I always assumed that draining a swamp was a one-time deal. You drain the swamp, it’s not a swamp anymore, you build a city on top of your new not-swamp. But the pink-and-purple pipes in Berlin have taught me otherwise: however long you build on a swamp, the groundwater stays just below the surface, where it needs to be pumped out of every new construction site. In Berlin this job is done by above-ground pipes in Easter egg colors that carry the water to the nearest canal. Apparently a lot of people take these pipes – especially the ones at Potsdamer Platz – for a Centre Pompidou-style art installation. This weekend I discovered that following one of these pastel pipelines until you find the canal into which it is dumping swamp water can make for a surprisingly fun kids’ activity.
Not only is Berlin swampy, it is essentially named “swamp city”: the root berl- means “swamp” in the intriguing-sounding extinct West Slavic language Polabian. Last Saturday my son and I were cycling through Mitte, the heart of the swamp. He was in a scientific sort of mood – he’d insisted on packing a magnifying glass in his jacket pocket – and wanted to stop to look at a building site. Once there he was drawn to the swampwater pipes, perhaps because the colors pink and purple attract small children. I explained what the pipeline was for and we started following it. It snaked across lawns and between buildings and along sidewalks until it emptied out into the Spreekanal. Just before the canal you could hear the rush of the water if you put your ear next to the pipe.

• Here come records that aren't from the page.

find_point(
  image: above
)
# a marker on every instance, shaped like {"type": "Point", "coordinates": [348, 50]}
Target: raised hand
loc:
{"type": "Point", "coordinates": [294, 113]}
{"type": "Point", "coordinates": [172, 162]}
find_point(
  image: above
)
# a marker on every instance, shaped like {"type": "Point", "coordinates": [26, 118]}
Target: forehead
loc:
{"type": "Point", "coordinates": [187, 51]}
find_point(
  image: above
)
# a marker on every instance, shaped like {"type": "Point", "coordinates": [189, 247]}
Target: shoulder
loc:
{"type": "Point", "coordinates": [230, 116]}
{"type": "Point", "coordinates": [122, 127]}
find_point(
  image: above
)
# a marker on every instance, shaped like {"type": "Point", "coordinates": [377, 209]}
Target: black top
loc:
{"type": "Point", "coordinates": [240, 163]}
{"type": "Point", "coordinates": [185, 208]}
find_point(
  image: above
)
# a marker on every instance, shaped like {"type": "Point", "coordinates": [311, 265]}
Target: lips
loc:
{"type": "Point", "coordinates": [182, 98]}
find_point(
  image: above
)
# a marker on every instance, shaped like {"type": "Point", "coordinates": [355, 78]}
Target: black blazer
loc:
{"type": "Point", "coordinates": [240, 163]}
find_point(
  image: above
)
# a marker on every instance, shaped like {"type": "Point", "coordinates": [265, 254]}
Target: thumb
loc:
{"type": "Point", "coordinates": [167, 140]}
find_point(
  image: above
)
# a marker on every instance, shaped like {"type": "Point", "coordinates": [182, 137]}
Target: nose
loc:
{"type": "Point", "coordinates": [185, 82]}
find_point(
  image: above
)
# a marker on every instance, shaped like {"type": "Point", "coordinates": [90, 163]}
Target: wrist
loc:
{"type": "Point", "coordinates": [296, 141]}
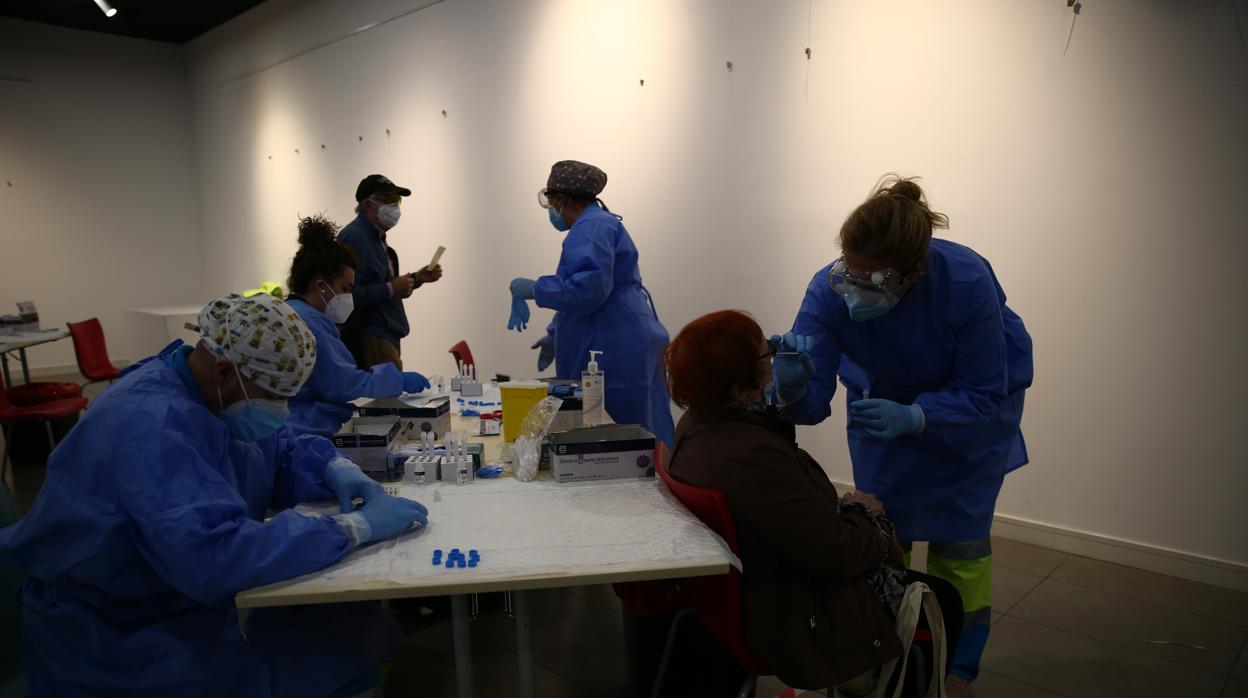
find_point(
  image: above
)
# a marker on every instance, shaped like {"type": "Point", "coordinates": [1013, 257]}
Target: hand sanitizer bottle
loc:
{"type": "Point", "coordinates": [594, 402]}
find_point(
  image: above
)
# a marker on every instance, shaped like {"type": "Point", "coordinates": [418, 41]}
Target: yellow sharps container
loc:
{"type": "Point", "coordinates": [518, 398]}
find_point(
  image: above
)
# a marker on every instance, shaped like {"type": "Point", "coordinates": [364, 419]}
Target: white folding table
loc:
{"type": "Point", "coordinates": [20, 342]}
{"type": "Point", "coordinates": [531, 536]}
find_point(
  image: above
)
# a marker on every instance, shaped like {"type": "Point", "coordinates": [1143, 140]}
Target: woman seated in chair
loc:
{"type": "Point", "coordinates": [821, 573]}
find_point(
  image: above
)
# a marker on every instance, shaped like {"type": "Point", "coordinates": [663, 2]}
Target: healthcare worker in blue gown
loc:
{"type": "Point", "coordinates": [599, 302]}
{"type": "Point", "coordinates": [935, 366]}
{"type": "Point", "coordinates": [152, 518]}
{"type": "Point", "coordinates": [322, 275]}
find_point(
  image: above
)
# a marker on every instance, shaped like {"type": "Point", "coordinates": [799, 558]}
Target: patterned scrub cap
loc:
{"type": "Point", "coordinates": [265, 337]}
{"type": "Point", "coordinates": [578, 179]}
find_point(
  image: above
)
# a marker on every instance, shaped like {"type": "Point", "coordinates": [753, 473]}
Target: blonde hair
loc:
{"type": "Point", "coordinates": [894, 224]}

One of the great effortlessly defiant things about children is that how much they enjoy a given activity rarely correlates with how fun for them adults have deemed it. They totally defy the distinctions grown-ups draw between Designated Special Fun and the quotidian. You drag the kid across town to see the new baby elephant at the zoo and she’s only interested in the line of ants on a tree near the elephants. You take the kid on vacation to Spain and he remembers it only as “where I ate a croissant with chocolate sprinkles on the train”. My son enjoyed the swampwater pipeline far more than the carnival rides and face painting at the pumpkin festival I took him to the previous weekend for the Express Purpose of Children’s Fun.
Also: if you are interested in both construction materials and the colors pink and purple, or find yourself in Mitte with a three-to-six-year-old, I recommend checking out the pile of piping components currently on Schlossplatz (as seen in photos above).